—De acuerdo, tienes razón. Bien, enséñame las demás cosas bonitas que has elegido.
Abre la revista y Babi le señala sus preferidas.
—Mira, éstas me gustan muchísimo, pero me parece que son caras.
Precisamente en ese momento, Daniela aparece en la puerta.
—Mamá, tengo que hablar contigo.
—Dios mío, no te había oído, me has asustado. Esta noche la habéis tomado todas conmigo. De todos modos, ahora no puede ser, Daniela: estamos decidiendo cosas importantes.
—Creo que la mía es mucho más importante. ¡Estoy embarazada!
—¿Qué? —Raffaella se levanta de la cama, seguida de Babi—. ¡¿Es una broma?!
—No, es verdad.
Raffaella se lleva las manos a la cabeza y pasea arriba y abajo por la habitación. Babi se deja caer en la cama.
—Precisamente ahora…
Daniela la mira.
—Precisamente ahora, precisamente ahora…, ¿quieres parar? ¡Perdóname si he elegido un mal momento!

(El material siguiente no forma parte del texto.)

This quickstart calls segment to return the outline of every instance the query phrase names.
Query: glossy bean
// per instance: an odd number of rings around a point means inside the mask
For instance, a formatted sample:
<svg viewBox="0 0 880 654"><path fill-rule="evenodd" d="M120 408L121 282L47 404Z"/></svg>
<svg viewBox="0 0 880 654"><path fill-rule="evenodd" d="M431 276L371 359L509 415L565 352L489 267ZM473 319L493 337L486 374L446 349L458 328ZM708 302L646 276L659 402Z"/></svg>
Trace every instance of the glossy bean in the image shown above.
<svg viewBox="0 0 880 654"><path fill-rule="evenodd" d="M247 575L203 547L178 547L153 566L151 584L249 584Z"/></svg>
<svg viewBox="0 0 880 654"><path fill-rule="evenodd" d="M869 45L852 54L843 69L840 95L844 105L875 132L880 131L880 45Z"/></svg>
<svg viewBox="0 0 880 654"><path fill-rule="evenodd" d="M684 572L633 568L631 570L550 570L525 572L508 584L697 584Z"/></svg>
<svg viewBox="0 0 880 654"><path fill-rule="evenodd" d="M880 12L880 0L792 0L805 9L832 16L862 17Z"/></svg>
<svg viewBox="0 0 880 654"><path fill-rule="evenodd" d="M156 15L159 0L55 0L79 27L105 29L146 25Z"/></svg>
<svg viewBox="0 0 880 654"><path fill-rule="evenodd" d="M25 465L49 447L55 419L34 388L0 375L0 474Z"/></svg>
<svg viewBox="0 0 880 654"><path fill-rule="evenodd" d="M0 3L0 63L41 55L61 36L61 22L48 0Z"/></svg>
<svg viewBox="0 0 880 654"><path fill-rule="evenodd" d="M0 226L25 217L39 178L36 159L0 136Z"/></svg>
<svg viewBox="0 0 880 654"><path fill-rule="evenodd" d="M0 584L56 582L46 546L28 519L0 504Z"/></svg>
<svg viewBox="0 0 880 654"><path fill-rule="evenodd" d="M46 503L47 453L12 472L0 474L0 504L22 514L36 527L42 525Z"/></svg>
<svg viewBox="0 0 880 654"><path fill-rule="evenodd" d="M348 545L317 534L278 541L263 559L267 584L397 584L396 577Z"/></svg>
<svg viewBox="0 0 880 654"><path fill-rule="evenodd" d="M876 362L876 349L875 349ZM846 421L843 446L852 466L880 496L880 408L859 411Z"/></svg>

Raffaella se le acerca y la zarandea.
—Pero ¿cómo es posible? ¡Ni siquiera sabía que salías con un chico! —Después entiende que la está tratando con demasiada dureza. Entonces deja caer los brazos y le hace una caricia—. Me has cogido desprevenida. Pero ¿quién es él?
Daniela mira a su madre y después a Babi. Las dos esperan su respuesta. Ellas también tienen la boca abierta en aquella espera espasmódica, exactamente como Giuli. Pero ellas se lo tomarán mejor, estoy segura. Al menos mi madre. Giuli se sorprenderá de su reacción, lo sé.
—Pues, mamá, verás… hay un pequeño problema…, es decir, para mí no es ningún problema, y espero que no lo sea tampoco para vosotras.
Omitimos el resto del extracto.